CMAQv4+ CONUS Benchmark Tutorial using 12US1 Domain

5.1. Use Cycle Cloud with CMAQv5.4+ software and 12US1 Benchmark data.#

Step by step instructions for running the CMAQ 12US1 Benchmark for 2 days on a Cycle Cloud using beeond parallel filesystem for input data. Note, cpus are required to create the beeond shared filesystem, to copy the data in, and copy the data out. Therefore, it is necessary to leave some cpus available for this work, and to not use all of the cpus in the CMAQ domain decomposition (NPCOLxNPROW)

Input files are *.nc (uncompressed netCDF)

5.1.1. Use the files under the following directory to set up the CycleCloud Cluster to use beeond.#

Using a modified version of the instructions available on this Blog Post, updated for the new CycleCloud version 8.5 and slurm 22.05.10.

Full Beeond: BeeGFS on Demand User Manual

Edit the cluster and use the Cloud-init option for your CycleCloud to install the code in the file: beeond-cloud-init-almalinux8.5-HBv3

Do not use the Apply to all option. Select Scheduler and copy and paste the contents of scheduler-cloud-init.sh obtained from github as follows:

wget https://raw.githubusercontent.com/CMASCenter/cyclecloud-cmaq/main/install_scripts/beeond/scheduler-cloud-init.sh

Select hpc and copy and paste the contents of hpc-cloud-init.sh into the shell

wget https://raw.githubusercontent.com/CMASCenter/cyclecloud-cmaq/main/install_scripts/beeond/hpc-cloud-init.sh

Save this setting, and then terminate and then restart the cluster.

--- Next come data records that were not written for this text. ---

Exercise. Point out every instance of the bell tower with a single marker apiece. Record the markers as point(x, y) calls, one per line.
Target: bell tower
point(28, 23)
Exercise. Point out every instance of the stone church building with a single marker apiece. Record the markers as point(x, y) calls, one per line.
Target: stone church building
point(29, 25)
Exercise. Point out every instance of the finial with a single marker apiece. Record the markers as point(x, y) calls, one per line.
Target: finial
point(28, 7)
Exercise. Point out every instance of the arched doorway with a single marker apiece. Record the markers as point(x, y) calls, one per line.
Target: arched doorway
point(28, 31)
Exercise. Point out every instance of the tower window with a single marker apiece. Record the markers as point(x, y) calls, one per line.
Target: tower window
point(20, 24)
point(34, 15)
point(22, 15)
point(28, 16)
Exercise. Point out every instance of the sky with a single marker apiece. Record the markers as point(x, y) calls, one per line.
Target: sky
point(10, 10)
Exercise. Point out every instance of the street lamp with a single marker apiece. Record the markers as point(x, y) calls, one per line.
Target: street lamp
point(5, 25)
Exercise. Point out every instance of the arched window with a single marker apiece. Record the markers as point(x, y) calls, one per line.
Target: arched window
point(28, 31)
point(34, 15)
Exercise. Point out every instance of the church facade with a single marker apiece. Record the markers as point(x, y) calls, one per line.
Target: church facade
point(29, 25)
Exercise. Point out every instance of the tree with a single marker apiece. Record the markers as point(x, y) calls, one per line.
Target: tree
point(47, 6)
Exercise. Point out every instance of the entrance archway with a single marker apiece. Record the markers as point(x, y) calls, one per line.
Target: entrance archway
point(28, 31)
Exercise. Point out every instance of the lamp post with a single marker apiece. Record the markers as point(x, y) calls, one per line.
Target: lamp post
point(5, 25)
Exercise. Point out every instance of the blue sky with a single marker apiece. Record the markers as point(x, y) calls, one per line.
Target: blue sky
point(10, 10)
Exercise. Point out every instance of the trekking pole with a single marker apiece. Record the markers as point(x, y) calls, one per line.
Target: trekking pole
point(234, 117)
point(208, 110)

5.2. Log into the new cluster#

To find this IP address you need to go to the webpage for your Azure CycleCloud Clusters: https://IP-address/home

Double Click Scheduler,
Under view details double, click scheduler, and a pop-up window will appear
Click on the connect button in the upper right corner.
Copy and past the login command that is provided. It will have the following syntax:

ssh -Y $USER@IP-address

Make the /shared/build directory and change ownership from root to your account.

sudo mkdir /shared/build
sudo chown $USER /shared/build

Make the /shared/cyclecloud directory and change ownership from root to your account.

sudo mkdir /shared/cyclecloud-cmaq
sudo chown $USER /shared/cyclecloud-cmaq

Install the cyclecloud-cmaq repo

cd /shared
git clone -b main https://github.com/CMASCenter/cyclecloud-cmaq.git cyclecloud-cmaq

Make the /shared/data directory and change ownership to your account

sudo mkdir /shared/data
sudo chown $USER /shared/data

Create the output directory

mkdir -p /shared/data/output

The beeond filesystem will be created using the 1.8 T nvme disks that are on the compute nodes when the run script is submitted. If you use two nodes, the shared beeond filesysetm will be a size of 3.5 T.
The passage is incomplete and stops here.